Rinse the groats and leave them to soak and soften in a bowl of cold water for 2-3 hours or overnight. Then, drain them well to remove excess moisture.
Alternatively, you can soak them in a bowl of boiling water for 30 minutes for a faster recipe.
If you prefer not to use buckwheat, then replace 100 g of groats with 70 g of oat flakes.
Meanwhile, soak the dates in a bowl with boiling water for 10 minutes (1).
Then, drain them, add them to a food processor, and blitz them into a paste (2).
You might need to scrape the edges of the blender a few times in between pulses.
Now, combine oat flakes, buckwheat, pumpkin seeds, sunflower seeds, chopped hazelnuts, and cacao nibs in a bowl.
Instead of raw cacao nibs, you can use dark chocolate, but check our tips below where we explain how to add them to the granola.
Next, add the vegetable oil and the prepared date paste.
Mix all with a spoon and then use your hands to work the mixture into a sticky, coarse dough.
The date paste and oil should act as a binder for the dry ingredients. If you feel that the dough doesn't hold when pressed together, then add more vegetable oil or a splash of milk.
Transfer the granola onto a baking tray lined with parchment paper. Then, spread it as thinly and flat as you can with the help of a spatula or the back of a spoon.

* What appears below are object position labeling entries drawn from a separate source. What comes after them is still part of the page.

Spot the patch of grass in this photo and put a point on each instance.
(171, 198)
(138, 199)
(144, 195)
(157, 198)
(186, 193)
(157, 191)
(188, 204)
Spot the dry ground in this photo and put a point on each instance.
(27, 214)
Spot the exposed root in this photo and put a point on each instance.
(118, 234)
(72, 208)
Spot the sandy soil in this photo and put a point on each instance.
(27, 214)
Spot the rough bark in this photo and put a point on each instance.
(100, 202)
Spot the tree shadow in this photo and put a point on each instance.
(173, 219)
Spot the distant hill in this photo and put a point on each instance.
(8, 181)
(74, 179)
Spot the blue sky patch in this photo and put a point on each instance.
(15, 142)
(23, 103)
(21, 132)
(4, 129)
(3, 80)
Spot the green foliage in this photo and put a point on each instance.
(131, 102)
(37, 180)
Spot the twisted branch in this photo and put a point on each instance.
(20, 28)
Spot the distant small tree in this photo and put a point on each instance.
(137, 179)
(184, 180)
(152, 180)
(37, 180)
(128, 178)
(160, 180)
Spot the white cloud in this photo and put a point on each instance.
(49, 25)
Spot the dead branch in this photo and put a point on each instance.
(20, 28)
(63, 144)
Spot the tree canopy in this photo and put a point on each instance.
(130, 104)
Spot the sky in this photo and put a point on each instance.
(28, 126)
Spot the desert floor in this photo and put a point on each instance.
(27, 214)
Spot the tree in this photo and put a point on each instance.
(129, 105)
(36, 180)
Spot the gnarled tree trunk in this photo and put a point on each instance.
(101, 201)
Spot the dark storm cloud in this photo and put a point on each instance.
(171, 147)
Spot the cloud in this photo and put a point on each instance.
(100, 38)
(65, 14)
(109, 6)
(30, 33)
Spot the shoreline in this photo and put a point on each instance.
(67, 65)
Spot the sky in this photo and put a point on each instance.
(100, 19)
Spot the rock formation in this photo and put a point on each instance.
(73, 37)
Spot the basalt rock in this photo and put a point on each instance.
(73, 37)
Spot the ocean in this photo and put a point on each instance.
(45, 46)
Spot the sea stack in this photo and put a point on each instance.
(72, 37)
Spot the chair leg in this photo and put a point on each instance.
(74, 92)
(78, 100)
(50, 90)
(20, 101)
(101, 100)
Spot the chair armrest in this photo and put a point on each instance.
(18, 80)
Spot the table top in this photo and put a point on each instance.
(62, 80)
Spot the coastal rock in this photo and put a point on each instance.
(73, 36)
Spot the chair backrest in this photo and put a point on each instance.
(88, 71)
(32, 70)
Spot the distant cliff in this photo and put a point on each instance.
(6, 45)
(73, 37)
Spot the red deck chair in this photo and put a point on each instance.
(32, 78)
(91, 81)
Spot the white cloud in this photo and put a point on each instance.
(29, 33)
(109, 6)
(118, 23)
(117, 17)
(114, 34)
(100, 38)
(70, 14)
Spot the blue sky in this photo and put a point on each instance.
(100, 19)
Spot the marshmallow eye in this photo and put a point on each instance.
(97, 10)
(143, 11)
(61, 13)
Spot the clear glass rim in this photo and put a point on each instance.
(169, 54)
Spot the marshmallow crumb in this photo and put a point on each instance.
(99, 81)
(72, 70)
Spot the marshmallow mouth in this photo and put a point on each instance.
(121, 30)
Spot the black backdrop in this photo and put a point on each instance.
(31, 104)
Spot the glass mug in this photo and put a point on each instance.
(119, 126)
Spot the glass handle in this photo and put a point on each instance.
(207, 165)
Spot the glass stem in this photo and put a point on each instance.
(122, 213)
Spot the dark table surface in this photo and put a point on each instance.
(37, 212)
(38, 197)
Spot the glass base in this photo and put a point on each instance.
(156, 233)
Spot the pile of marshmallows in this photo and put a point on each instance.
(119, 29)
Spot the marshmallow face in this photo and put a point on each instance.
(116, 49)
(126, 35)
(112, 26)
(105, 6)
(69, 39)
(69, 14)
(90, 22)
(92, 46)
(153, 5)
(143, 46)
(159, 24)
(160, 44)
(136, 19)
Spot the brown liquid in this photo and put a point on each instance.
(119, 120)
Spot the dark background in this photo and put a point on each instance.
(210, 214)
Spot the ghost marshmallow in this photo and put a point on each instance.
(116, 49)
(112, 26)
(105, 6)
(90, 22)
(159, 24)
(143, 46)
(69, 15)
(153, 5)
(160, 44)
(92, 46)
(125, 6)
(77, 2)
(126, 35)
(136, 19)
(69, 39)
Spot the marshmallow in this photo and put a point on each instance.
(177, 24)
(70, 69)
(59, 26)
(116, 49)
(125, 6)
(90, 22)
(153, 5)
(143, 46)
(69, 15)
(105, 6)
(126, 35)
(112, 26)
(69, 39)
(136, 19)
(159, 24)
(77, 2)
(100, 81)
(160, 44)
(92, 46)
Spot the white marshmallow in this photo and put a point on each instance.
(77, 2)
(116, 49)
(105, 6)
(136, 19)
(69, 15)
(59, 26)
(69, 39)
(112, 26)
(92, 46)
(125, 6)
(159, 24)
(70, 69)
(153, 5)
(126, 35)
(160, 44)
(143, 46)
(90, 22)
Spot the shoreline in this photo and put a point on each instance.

Bake the granola for 20 minutes at 160°C (320°F) for static ovens or at 140°C (285°F) for fan ovens.
Now, add chopped apricots to the tray, toss the granola to break down any large clusters, and return it to the oven.
Then, bake it for a further 8-10 minutes.
Finally, transfer the hot granola onto a wire rack lined with baking paper and leave it cool for at least 10 minutes.
The granola clusters will harden and crisp up as they cool down.
You can now enjoy your homemade granola or store it away for later.
If you don't have raw cacao nibs, you can use chocolate chunks. We recommend opting for dark chocolate with 70% to 90% cocoa solids to keep the sugars at a minimum. Unlike cacao nibs, chocolate will melt in the oven if you bake it along with the granola. So, follow our recipe as above without adding the chocolate to the mixture. Once the baked granola has completely cooled down, you can finally toss the chocolate chips with the clusters.
To keep this homemade granola crunchy, transfer it into an airtight glass jar and store it in a cupboard. By doing so, your granola will stay fresh for up to a week.